Leisha had welcomed her, set about learning Samoan, and tried to hide the fact that she was hurt to the heart. It wasn’t that Richard had rejected her; it was that he had rejected all the choices of being Sleepless. Choosing accomplishment. Choosing ambition. Choosing the mind.
But gradually Leisha had come to understand. The point for Richard was not only that Ada, with her shy smiles and halting speech and youthful adoration of Richard, was so different from Leisha. It was that Ada was so different from Jennifer Sharifi.
And Richard seemed happy. He had done what Leisha had not, and had made his own kind of peace with their Sleepless past. And if that peace looked like a surrender, could Leisha say that her own solution—the moribund Susan Melling Foundation, which had had all of ten applicants last year—was really any better?
“I see you, Leisha,” Ada said in English. “I see you gladly.”
“And I see you gladly,” Leisha said warmly. For Ada, this was a long speech of great intellectual power.
“I see you gladly,
Mirami
Alice.”
Mirami,
Richard had once said, was
a term of great respect for the honored old. Ada had flatly—shyly and sweetly, but flatly nonetheless—refused to believe that Alice and Leisha were twins.
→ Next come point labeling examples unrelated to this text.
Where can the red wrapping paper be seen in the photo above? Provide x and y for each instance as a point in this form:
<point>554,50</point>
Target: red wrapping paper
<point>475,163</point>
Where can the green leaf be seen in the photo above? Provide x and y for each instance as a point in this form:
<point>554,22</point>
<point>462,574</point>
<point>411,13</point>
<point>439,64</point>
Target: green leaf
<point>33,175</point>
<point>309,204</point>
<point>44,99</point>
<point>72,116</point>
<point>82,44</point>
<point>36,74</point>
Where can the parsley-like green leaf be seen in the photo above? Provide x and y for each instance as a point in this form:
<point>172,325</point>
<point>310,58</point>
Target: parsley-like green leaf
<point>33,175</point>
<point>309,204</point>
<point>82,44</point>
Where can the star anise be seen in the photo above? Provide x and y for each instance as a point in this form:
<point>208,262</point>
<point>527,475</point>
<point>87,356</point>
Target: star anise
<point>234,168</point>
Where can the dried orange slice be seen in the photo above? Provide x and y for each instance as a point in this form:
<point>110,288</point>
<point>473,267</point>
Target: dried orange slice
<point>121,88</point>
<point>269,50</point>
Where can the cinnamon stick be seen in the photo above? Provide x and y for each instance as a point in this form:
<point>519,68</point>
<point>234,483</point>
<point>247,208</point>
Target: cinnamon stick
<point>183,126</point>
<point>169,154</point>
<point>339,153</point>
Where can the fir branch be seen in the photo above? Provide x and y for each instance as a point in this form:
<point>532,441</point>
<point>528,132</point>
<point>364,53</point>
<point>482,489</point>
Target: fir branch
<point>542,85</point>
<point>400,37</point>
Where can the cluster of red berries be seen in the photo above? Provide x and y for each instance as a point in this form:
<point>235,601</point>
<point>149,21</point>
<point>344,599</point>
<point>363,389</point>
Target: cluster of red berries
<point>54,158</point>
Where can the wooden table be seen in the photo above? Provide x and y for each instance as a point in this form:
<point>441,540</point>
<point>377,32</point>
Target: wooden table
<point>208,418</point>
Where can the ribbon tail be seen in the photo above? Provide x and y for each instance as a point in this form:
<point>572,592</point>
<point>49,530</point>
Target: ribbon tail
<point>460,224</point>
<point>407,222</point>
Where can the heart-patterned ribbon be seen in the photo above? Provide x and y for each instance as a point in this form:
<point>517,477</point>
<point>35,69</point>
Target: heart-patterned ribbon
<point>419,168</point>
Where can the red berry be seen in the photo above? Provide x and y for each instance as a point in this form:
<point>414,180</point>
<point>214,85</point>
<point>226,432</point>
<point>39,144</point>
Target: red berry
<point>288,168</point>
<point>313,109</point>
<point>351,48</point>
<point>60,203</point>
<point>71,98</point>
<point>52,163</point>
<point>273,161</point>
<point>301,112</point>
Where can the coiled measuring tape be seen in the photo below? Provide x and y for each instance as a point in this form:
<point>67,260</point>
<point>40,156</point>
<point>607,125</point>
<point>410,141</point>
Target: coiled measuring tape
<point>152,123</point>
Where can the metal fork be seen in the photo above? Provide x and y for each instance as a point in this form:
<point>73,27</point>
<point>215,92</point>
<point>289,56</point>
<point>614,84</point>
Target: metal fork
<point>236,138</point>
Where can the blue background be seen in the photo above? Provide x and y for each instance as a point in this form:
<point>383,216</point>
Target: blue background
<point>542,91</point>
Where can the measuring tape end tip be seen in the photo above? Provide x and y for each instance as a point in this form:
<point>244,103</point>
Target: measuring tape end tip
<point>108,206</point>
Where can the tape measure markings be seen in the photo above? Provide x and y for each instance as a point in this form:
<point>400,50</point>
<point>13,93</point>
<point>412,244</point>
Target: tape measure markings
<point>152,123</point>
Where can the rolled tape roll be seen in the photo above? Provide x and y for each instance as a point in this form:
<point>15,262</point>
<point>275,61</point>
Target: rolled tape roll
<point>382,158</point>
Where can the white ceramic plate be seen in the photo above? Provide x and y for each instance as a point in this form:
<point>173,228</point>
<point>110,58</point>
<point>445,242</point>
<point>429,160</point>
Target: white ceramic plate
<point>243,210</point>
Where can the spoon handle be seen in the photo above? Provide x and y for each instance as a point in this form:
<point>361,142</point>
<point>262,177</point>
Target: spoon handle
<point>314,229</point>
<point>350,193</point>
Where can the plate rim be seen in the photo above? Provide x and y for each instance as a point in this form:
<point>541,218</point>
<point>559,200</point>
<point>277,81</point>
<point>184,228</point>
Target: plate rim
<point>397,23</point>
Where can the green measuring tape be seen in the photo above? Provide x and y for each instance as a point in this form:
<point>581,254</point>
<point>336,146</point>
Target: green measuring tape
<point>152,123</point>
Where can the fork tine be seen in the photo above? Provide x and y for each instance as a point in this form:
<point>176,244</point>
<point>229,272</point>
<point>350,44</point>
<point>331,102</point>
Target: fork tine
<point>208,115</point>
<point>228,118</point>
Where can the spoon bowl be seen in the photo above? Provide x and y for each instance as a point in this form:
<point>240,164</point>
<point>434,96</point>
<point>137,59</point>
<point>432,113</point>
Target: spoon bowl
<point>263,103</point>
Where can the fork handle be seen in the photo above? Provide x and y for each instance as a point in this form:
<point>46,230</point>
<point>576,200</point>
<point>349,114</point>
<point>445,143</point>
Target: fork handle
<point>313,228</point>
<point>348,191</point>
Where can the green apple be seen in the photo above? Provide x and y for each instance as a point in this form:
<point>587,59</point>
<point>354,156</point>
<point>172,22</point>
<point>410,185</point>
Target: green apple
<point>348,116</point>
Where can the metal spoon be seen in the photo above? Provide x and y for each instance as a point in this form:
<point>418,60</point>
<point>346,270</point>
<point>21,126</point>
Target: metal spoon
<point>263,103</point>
“And I see you gladly, dear,” Alice said. “You remember Drew?”
“Hey,” Drew said, smiling. Ada smiled slightly and looked away, as was proper for a married woman to an unrelated man. Richard said genially, “Hey, Drew,” which was such a change from the usual shadowed pain in his eyes when he spoke to Drew that Leisha blinked. She had never really understood that pain: Drew was a generation younger than Richard’s lost son. And, of course, he was a Sleeper.
Alice’s voice quavered, which meant she was tiring. “Stella said three visitors…”
Stella entered then, carrying a baby.
“Oh, Richard,” Leisha said. “Oh, Richard…”
“This is Sean. After my father.”
The baby looked absurdly like Richard: low brow, thick dark hair, dark eyes. Only his coffee-colored skin proclaimed Ada’s genes. They had evidently not had him modified at all. Leisha took the infant in her arms, not sure what she felt. Sean gazed at her solemnly. Leisha’s heart turned over.
“He’s beautiful…”
“Let me hold him,” Alice said hungrily, and Leisha surrendered the baby. She was glad for Richard, who had always wanted a family, an anchor, an intimate community….Two years ago Leisha had medical tests to confirm that her own eggs were inert. Gametes, Susan had warned her decades ago, did not regenerate.